Some “genuinely shocking” cases of money laundering by law firms are currently going through the disciplinary system, a senior manager at the Solicitors Regulation Authority (SRA) has warned the profession.
Sam Palmer, manager of regulatory management at the SRA, said “landmark” money laundering cases “will become public knowledge when the disciplinary process has taken place”.
Ms Palmer said the SRA uncovered the cases amid a “dramatic increase” in reports of money laundering, and “almost as a side-shoot” to its work on the financial stability of law firms.
“We are seeing some very, very extreme cases,” she said. “These cases will be genuinely shocking to the vast majority of the profession”.
Speaking at the SRA’s annual conference for COLPs and COFAs this week, Ms Palmer said firms were failing to appoint sufficiently senior money-laundering reporting officers (MLROs).
She said a colleague had come across one firm, with 40 partners, where the MLRO was only 18 years old. “He was the son of one of the partners, who didn’t want to go to university and couldn’t get a job”.
In another example, Ms Palmer described how the SRA visited a “reasonably sized practice” where the MLRO was a “low-grade employee” who worked at the firm for a couple of days a week.
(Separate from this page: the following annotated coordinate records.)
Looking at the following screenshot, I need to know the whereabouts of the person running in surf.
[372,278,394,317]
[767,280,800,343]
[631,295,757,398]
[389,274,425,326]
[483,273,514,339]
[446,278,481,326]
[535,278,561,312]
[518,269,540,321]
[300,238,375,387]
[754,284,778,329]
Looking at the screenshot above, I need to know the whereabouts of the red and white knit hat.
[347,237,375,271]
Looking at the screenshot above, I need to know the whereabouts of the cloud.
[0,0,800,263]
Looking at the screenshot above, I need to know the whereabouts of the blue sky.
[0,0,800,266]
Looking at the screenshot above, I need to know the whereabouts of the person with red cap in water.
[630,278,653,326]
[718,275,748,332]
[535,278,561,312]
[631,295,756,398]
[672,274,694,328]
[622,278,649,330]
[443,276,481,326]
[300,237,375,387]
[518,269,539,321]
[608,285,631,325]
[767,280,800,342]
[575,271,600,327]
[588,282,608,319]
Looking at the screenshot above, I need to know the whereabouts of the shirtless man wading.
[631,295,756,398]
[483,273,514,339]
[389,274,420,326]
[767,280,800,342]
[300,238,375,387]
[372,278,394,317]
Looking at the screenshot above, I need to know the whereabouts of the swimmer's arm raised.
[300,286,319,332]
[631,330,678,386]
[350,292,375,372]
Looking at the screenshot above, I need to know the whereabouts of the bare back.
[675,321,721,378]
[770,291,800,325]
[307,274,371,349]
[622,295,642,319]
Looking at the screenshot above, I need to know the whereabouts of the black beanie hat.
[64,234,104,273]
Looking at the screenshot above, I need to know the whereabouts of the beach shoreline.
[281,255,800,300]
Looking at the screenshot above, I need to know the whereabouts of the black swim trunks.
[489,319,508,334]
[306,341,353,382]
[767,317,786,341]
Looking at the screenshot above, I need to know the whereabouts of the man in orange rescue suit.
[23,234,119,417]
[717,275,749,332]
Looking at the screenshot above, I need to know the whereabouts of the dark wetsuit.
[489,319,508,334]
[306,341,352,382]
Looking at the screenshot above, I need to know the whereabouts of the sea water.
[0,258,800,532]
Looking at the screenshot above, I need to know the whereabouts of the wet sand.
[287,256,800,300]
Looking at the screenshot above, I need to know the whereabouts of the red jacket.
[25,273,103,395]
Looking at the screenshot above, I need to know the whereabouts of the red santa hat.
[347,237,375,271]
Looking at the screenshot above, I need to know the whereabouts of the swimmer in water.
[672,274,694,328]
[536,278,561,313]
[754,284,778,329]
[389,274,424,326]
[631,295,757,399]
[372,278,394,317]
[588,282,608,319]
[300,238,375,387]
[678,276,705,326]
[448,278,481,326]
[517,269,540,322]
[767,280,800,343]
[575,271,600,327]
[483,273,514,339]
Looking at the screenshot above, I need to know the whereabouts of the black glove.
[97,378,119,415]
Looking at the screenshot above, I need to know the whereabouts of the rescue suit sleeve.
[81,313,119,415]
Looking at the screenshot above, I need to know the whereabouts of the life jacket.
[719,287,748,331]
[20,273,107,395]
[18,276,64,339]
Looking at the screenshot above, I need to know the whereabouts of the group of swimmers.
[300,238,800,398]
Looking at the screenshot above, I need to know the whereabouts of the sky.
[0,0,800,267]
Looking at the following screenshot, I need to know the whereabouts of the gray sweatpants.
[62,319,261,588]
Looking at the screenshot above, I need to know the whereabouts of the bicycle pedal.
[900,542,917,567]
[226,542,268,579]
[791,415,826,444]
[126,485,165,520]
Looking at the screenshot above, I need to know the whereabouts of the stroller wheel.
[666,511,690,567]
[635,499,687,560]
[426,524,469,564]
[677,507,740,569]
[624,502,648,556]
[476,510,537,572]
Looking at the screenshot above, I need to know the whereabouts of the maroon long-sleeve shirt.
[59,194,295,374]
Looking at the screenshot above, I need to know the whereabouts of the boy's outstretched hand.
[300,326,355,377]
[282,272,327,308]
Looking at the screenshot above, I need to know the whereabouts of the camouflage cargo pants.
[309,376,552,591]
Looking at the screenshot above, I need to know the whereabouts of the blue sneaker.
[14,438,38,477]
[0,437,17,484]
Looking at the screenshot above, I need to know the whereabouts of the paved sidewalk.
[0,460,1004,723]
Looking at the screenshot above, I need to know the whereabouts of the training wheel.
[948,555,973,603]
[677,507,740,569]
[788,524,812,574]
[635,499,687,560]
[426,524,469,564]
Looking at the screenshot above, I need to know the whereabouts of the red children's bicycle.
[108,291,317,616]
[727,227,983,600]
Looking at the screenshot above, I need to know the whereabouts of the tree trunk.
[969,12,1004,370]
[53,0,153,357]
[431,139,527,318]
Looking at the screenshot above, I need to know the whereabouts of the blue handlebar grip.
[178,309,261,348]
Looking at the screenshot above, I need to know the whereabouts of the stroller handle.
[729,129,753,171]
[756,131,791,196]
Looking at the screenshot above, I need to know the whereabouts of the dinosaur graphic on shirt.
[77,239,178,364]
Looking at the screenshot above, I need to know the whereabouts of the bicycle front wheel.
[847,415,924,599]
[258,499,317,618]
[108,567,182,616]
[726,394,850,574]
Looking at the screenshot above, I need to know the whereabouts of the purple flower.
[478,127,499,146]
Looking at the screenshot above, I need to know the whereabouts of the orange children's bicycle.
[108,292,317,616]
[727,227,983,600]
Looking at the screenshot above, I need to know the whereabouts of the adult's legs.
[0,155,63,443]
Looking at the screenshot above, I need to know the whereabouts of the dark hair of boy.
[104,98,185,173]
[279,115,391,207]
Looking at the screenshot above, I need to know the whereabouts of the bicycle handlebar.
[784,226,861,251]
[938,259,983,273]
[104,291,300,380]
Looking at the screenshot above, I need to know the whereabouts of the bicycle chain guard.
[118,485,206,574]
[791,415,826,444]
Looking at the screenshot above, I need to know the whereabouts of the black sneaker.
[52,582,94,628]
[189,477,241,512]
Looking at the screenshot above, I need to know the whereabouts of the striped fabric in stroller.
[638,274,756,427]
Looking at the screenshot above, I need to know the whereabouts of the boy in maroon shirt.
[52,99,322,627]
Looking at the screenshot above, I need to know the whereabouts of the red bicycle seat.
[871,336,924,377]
She said the firm had a “very low level” of money-laundering training. “Nobody in finance had received any training, and no equity partner or fee-earner who joined in the last two years.”
Ms Palmer said emails about money laundering from HR were “regularly ignored, with no follow-up”.
She said: “The lack of interest from senior levels in the firm percolated down. This led to some very extreme examples of behaviours and transactions in the property department”.
Steve Wilmott, director of intelligence and investigation at the SRA, said the legal profession was facing a “perfect storm” on money laundering.
Mr Wilmott said enforcement agencies had warned both the financial and legal sectors that they were heading for a “bumpy ride”.
He said the Financial Action Task Force, an international body which aims to counter money laundering and the financing of terrorism, is due to inspect the UK in 2016, while a recent EU directive would be implemented through new money-laundering regulations next year and the government had launched a separate initiative on “professional enablers”.
Ms Palmer added that all firms subject to regulatory management, of which there were around 300, would receive a money laundering visit from the SRA, along with around 200 other firms which would be targeted as part of the regulator’s supervisory activities.
In a guidance note on money laundering, the Law Society said MLROs needed to be “sufficiently senior” within the firm. “They will make decisions on systems and procedures which may result in certain retainers being declined. They need sufficient authority to implement these systems and procedures in the first place and then to enforce them.”
How disappointing to see law firms taking their lead on this compliance matter from banks – who took a similarly depressing and tardy approach to Forex trading, Libor fixing and handling terrorists ‘investments’.
I am reminded of a day two years ago when a client law firm called me on a Friday lunchtime to ask my advice about a Russian client who had arrived to complete the purchase of a high end residential property with case full of $100 bills and what should he do? My advice; send him on his way and tell him you cannot accept cash. He did so but I found out later the client returned with bank draft and settled by 5.30. Did my client report the ‘suspicious transaction’? No but I did.